The development process:

In this section, we reveal the technical background of the model. There are a few machine learning terms upcoming, so if you only want to see how the model behaves, you can jump right into this section instead.

We first started by collecting data from Trustpilot using BeautifulSoup web scraping library. Our dataset included reviews for several famous companies in Sweden, such as Telia and Qliro. Because sentiment classifier is basically just a supervised learning task ( Datacamp 2020 ), we labeled the reviews based on the number of stars each review had been given. Specifically, five stars were considered ”positive”, three as ”neutral” and one star reviews were marked as ”negative”.

Next step was to decide which classifier we would use for this task. Initially we implemented NLTK’s Multinomial Naive Bayes classifier and got amazing results for positive/negative analysis. Our model reached 92% accuracy and was able to detect some false- positive comments.

As it turned out, the Naive Bayes (NB) model did not perform well when neutral sentiment came into the picture. In fact, DatumBox did thorough research with some classifiers and concluded that NB gave high accuracy for binary prediction (positive and negative) but much lower for 3-class output (positive, negative and neutral). 

That was when sklearn’s Support Vector Machine classifier (SVC) came to save the day! Inspired by a project from a fellow machine learning enthusiast using IMDB review and LinearSVC pipeline, we also used K-Fold cross-validator to split data in train/test sets. We divided our dataset into 10 consecutive folds instead of the default five. Among ten folds, the highest accuracy one was 95% and on average, our model gave correct prediction on test sets 75% of the time.

Here are a few ambiguous and/or sarcastic comments that our model surprisingly was able to analyze: 

”Tack för att ni är sämst i världen, ni gör det lätt att byta till en konkurrent”  → Negative

(Thank you for being the worst in the world, you make it easy to switch to a competitor)

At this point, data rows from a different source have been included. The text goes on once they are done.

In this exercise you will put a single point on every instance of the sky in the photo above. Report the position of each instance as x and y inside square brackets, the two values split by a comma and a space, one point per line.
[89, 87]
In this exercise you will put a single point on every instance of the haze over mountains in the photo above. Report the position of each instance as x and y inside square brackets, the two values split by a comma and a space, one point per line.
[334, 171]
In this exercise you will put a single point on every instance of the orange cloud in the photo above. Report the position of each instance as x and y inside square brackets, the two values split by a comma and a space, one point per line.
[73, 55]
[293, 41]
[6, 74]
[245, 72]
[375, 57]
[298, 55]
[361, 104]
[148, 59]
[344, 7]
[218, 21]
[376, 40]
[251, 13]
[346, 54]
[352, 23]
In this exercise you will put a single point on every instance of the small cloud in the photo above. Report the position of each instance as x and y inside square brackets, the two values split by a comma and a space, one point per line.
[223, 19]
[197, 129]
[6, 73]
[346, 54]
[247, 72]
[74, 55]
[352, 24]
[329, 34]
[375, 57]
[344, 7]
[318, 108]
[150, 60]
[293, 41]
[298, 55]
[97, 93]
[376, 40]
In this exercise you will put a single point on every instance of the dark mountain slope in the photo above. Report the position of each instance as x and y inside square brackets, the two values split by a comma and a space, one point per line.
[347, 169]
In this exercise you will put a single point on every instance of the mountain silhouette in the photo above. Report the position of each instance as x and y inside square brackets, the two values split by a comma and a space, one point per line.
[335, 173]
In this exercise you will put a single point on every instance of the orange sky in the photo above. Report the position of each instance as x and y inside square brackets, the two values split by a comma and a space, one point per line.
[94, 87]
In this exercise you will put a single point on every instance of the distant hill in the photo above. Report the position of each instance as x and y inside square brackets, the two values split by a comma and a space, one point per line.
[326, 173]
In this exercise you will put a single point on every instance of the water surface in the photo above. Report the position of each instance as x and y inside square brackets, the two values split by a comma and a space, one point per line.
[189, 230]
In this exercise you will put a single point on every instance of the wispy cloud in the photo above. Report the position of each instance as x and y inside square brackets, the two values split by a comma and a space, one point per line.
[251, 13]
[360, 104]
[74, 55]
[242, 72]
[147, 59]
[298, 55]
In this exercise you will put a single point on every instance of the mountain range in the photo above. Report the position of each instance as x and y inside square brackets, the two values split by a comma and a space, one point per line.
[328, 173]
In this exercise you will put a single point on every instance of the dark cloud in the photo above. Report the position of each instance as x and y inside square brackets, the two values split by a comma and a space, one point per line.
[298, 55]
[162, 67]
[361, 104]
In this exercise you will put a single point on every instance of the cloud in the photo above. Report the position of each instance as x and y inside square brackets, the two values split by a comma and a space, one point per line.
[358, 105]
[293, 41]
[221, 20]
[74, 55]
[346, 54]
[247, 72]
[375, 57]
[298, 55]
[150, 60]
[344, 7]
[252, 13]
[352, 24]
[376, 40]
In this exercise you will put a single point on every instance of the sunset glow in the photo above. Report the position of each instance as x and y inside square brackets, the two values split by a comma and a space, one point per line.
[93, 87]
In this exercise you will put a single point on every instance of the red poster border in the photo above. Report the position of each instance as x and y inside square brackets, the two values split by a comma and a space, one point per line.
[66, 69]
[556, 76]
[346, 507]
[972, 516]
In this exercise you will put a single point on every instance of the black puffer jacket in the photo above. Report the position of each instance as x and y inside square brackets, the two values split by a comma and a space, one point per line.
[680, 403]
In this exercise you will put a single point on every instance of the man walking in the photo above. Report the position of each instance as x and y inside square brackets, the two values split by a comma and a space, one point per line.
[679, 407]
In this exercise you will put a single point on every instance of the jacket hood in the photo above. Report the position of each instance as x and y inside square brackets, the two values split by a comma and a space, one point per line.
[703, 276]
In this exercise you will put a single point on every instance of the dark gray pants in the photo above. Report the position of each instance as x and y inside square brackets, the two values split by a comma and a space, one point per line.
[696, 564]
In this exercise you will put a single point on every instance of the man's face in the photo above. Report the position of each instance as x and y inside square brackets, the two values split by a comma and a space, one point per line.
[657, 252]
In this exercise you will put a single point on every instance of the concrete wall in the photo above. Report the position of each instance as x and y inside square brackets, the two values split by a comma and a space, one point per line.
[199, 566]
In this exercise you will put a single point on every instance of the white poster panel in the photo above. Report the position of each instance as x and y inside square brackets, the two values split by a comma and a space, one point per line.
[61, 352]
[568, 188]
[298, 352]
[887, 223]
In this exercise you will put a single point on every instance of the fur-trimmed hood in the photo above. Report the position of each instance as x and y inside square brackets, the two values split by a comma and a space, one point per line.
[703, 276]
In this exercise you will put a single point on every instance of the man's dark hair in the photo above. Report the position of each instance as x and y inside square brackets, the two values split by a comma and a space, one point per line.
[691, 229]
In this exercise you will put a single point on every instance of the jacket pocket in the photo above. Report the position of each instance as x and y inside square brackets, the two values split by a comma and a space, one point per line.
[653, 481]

”Tack för ingenting”  → Negative

(Thanks for nothing)

”Jag gillar er produkt men ni är fantastiskt dåliga på kundservice”  → Negative

(I like your product but you are fantastically bad at customer service)

”Mitt sociala liv är förstört nu för att datorn jag fick av er var över förväntan!”  → Positive

(My social life is ruined because the computer I got was better than I expected!)

What the ”judges” from Ebbot say:

After one month and a half, the model was finally ready for testing! We tried and challenged the model with various types of comments popped up in our head and here are some feedbacks from team Ebbot: 

”I thought myself clever and challenged the algorithm with very tricky and ambiguous sentences –but after a number of tries was amazed by how hard it was to fool it.” – Oliver

”I have tried alot of sentiment models before but this is the first one that made me think ’Wow, this actually works!’. It’s just super cool and super useful!” – Anders

”The accuracy has been around 75% so far. Impressive stuff!” – Gustav

Even though the results were better than our expectation, we still want to point out some of the limitations of the model. First of all, the average accuracy is only 75% so some of the comments sending mixed signals or are too challenging, will make the model confused. Also worth mentioning that the model only works on Swedish language, therefore only applicable for chatbots that ”speak” Swedish. 

All in all, this is an exciting step in the right direction. The implications of what this can do for customer service are very promising. And we’re looking forward to creating practical applications for the model.